Chunghwa Picture Tubes Ltd (中華映管), Taiwan’s third-largest flat-panel maker, was fined US$65 million by the US Justice Department after agreeing to plead guilty to taking part in a massive international conspiracy to fix the prices of liquid-crystal-display (LCD) panels, the glass display screens on many laptop computers, mobile phones, flat-panel TVs and hand-held devices, such as iPods.
The antitrust case was announced in Washington on Wednesday by Assistant Attorney General Thomas Barnett, who called it one of the biggest international price-fixing cases ever tackled by the department.
Chunghwa “is the first Taiwanese company to ever plead guilty to criminal charges in the United States for participating in a price-fixing conspiracy,” Barnett told reporters.
Other companies involved in the scheme were LG Display Co Ltd, and Sharp Corp of Japan.
The three agreed to pay US$585 million, of which LG paid US$400 million.
The case, which was filed in the US District Court in San Francisco, is “among the largest and most far-reaching price-fixing conspiracies the Antitrust Division [of the Justice Department] has ever detected,” Barnett said.
Taiwan is the world’s largest suppliers of LCD panels, overtaking South Korea last year. Chunghwa Picture is a major producer in Taiwan.
In response, Chunghwa Picture yesterday said: “This fine has been recognized in the accounts and therefore will not have a material impact on the company’s finances and sales.”
The company said it had booked the fine in its fthird-quarter financial results this year.
The Taoyuan-based company earned NT$113 million in the first nine months of this year, with revenues of NT$101.65 billion.
Chi Mei Optoelectronics Corp (奇美電子), another Taiwanese LCD panel supplier that was also involved in the price-fixing probe, said yesterday that a final ruling had yet to be made in its case.
In 2006, the worldwide market for panels was about US$70 billion.

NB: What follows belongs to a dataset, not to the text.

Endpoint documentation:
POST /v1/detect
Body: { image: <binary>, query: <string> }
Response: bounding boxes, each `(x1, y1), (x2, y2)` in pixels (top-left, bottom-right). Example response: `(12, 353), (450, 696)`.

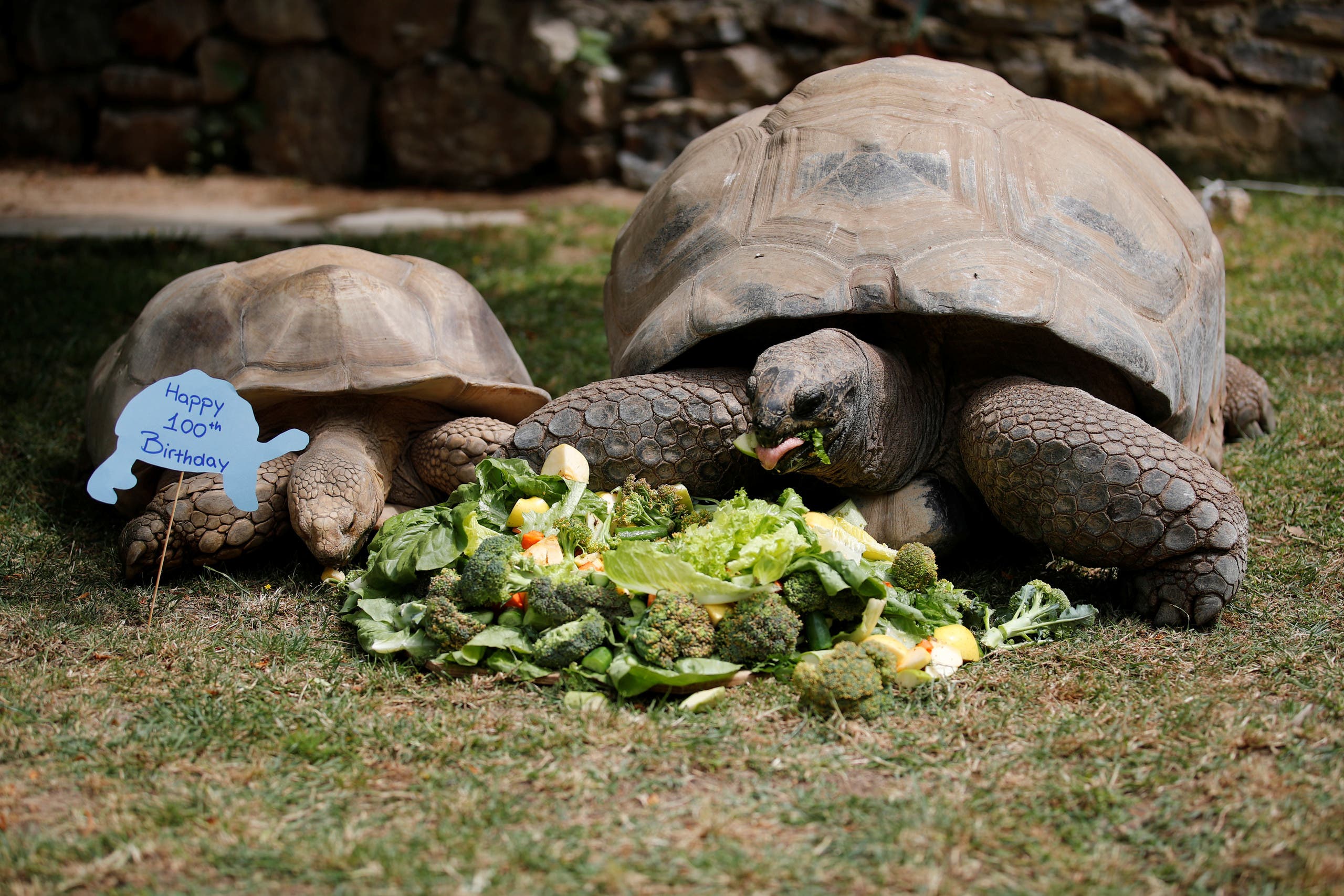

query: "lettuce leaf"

“These price-fixing conspiracies affected millions of American consumers who use computers, cellphones and numerous other household electronics every day,” Barnett said.
Chunghwa was accused of conspiring with LG and other unnamed co-conspirators from September 2001 to December 2006 to fix the price of Thin-Film Transistor LCD (TFT-LCD) panels sold worldwide, the department said in a press release issued in Washington.
According to the US accusations, Chunghwa, LG and other unnamed co-conspirators illegally met in the US, Taiwan and South Korea to discuss the price of TFT-LCD panels, in a series of sessions Barnett said were called “crystal meetings.”
They agreed at those meetings to charge predetermined prices for standard-sized panels to purchasers throughout the world and “exchanged information on sales of TFT-LCD panels for the purpose of monitoring and enforcing adherence to the agreed-upon prices.”
The companies “have agreed to cooperate with the department’s ongoing antitrust investigation,” the department said.
“Today’s fines would have been significantly higher had they not done so,” Barnett said.
In addition, Taiwanese authorities may have been cooperating with the US in the case, Barnett said.
“We have been coordinating from very early on in our investigations with a number of other competition-enforcement regimes, not only in North America but in Asia as well as in Europe,” he said.
He described the Chunghwa-Sharp-LG conspiracy as an international “cartel.”
While no executives at the companies have been convicted of violations that would result in imprisonment, the investigation is continuing and Barnett said if individuals were convicted, “they would be subject to substantial prison terms.”